Jürgen Raab (born 20 December 1958) is a German football coach and former player. A midfielder, he spent his entire club career with DDR-Oberliga club Carl Zeiss Jena. At international level, he made 20 appearances or the East Germany scoring twice.

==Club career==
Raab was born in Zeulenroda, Bezirk Gera. In the DDR-Oberliga he played for Carl Zeiss Jena 376 games and scored 120 goals.

==International career==
Raab played 20 times for the East Germany national team and scored two goals.

==Coaching career==
Raab was later a manager for Rot-Weiß Erfurt, Sachsen Leipzig and assistant coach by Bursaspor and 1. FC Nürnberg. On 1 June 2010, he replaced René van Eck at his former club Carl Zeiss Jena as head coach.

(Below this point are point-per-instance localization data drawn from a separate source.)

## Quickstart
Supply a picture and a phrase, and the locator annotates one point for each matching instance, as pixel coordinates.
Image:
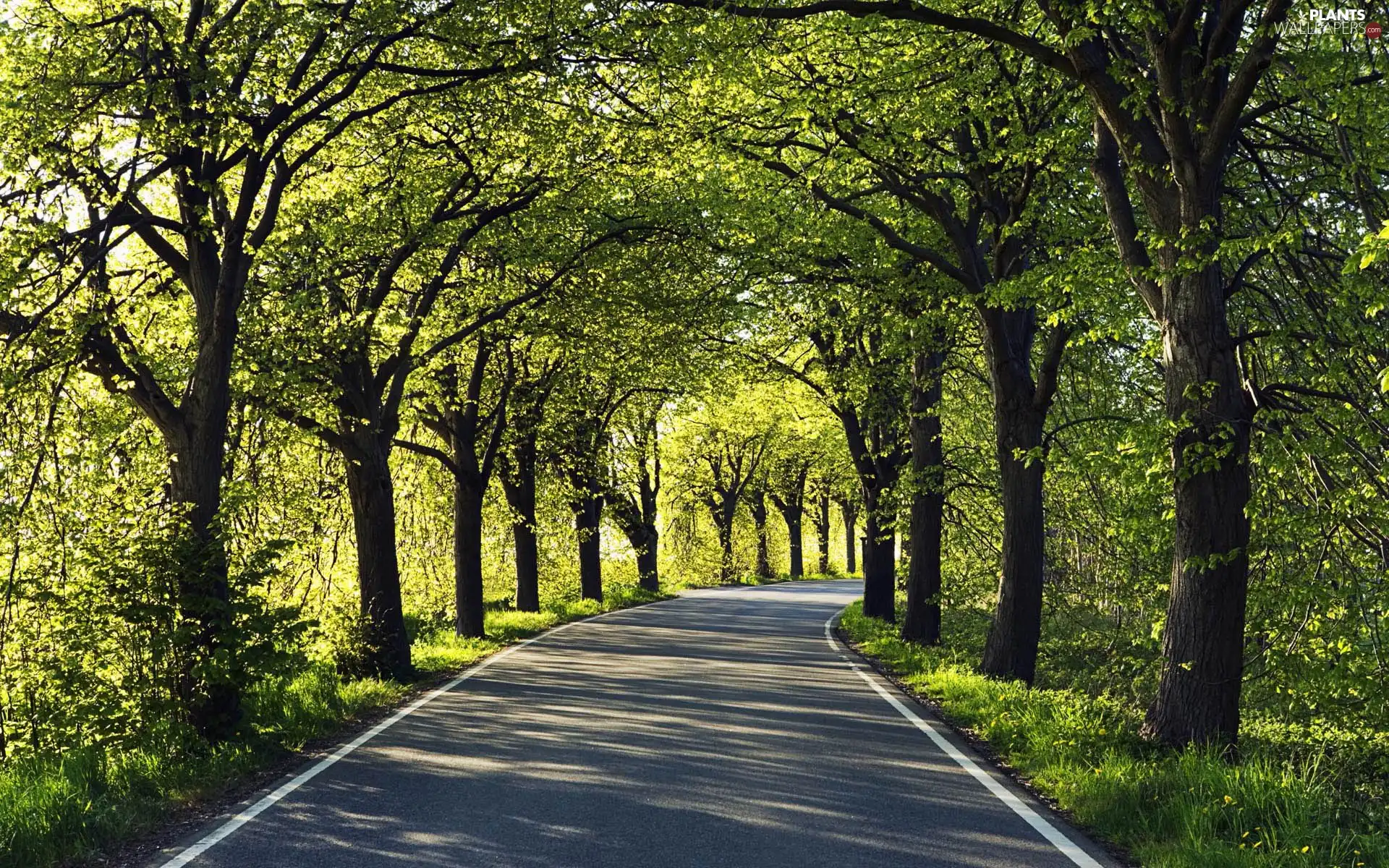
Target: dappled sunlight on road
(717, 729)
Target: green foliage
(1295, 798)
(69, 806)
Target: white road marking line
(305, 777)
(1020, 807)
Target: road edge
(982, 752)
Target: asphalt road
(715, 729)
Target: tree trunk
(1203, 641)
(519, 485)
(757, 506)
(922, 618)
(1011, 649)
(640, 527)
(378, 574)
(588, 519)
(851, 516)
(794, 519)
(880, 564)
(821, 521)
(647, 567)
(528, 566)
(467, 557)
(724, 524)
(213, 702)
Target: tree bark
(1011, 649)
(723, 511)
(757, 506)
(922, 617)
(1203, 639)
(821, 521)
(378, 575)
(519, 484)
(467, 557)
(588, 520)
(849, 510)
(794, 531)
(880, 564)
(213, 702)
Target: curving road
(715, 729)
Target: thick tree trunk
(821, 521)
(724, 524)
(647, 566)
(378, 574)
(757, 506)
(1011, 650)
(851, 516)
(588, 520)
(213, 705)
(880, 564)
(519, 485)
(638, 524)
(1203, 641)
(794, 531)
(922, 618)
(528, 566)
(467, 557)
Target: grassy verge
(1277, 807)
(61, 810)
(752, 579)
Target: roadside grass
(1289, 801)
(63, 810)
(753, 579)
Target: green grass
(1286, 803)
(66, 809)
(753, 579)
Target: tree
(474, 441)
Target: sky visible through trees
(332, 332)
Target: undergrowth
(69, 807)
(1294, 799)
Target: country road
(715, 729)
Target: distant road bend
(723, 728)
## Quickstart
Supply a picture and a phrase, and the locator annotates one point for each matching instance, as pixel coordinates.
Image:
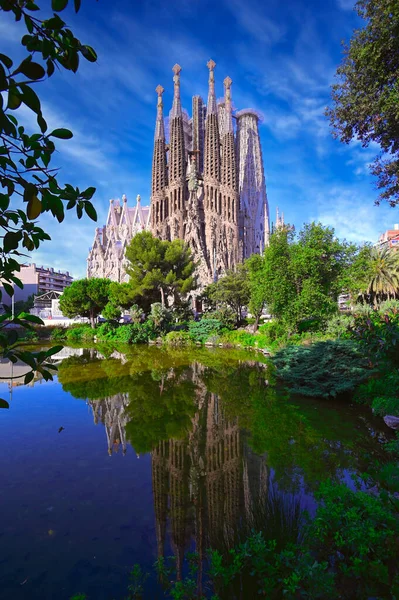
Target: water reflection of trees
(221, 435)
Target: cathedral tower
(211, 192)
(159, 171)
(254, 208)
(228, 197)
(177, 162)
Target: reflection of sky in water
(75, 519)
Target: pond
(128, 457)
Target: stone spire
(229, 174)
(177, 161)
(211, 108)
(228, 197)
(176, 107)
(227, 103)
(159, 167)
(212, 143)
(159, 125)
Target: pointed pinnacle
(227, 82)
(176, 69)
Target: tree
(25, 172)
(158, 271)
(232, 290)
(383, 274)
(303, 276)
(366, 96)
(257, 290)
(85, 298)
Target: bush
(200, 330)
(30, 336)
(273, 331)
(381, 393)
(80, 333)
(177, 338)
(59, 334)
(103, 330)
(225, 315)
(378, 335)
(160, 318)
(356, 534)
(339, 326)
(323, 369)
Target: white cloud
(346, 4)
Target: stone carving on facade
(198, 178)
(107, 255)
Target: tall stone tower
(254, 208)
(208, 184)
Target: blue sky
(281, 56)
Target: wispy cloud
(346, 4)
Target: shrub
(58, 334)
(160, 318)
(357, 535)
(378, 334)
(225, 315)
(339, 326)
(200, 330)
(30, 336)
(323, 369)
(389, 307)
(382, 394)
(105, 329)
(80, 333)
(273, 331)
(177, 338)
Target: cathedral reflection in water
(204, 485)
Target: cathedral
(208, 188)
(107, 255)
(208, 184)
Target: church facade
(208, 188)
(107, 255)
(208, 184)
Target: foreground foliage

In October 2014, he signed for the Singapore national team on a one-year contract. His role was to work with head coach, Bernd Stange particularly in the area of fitness. After former Courts Young Lions head coach, Aide Iskandar's resignation, he was named the head coach for the Courts Young Lions in the Singapore League for the rest of the 2015 season.

In January 2017, less than a week after announcing the parting of ways with Akbar Nawas, Tampines Rovers have confirmed Raab as their head coach starting from the 2017 S.League season, signing a three-year contract to take charge of the five-time S.League champions.

Jurgen was relieved of his duties at Tampines Rovers on 9 October 2018. In his two-year stint with Tampines Rovers, he brought them to finish as the league's second place in 2017 and fourth place in 2018.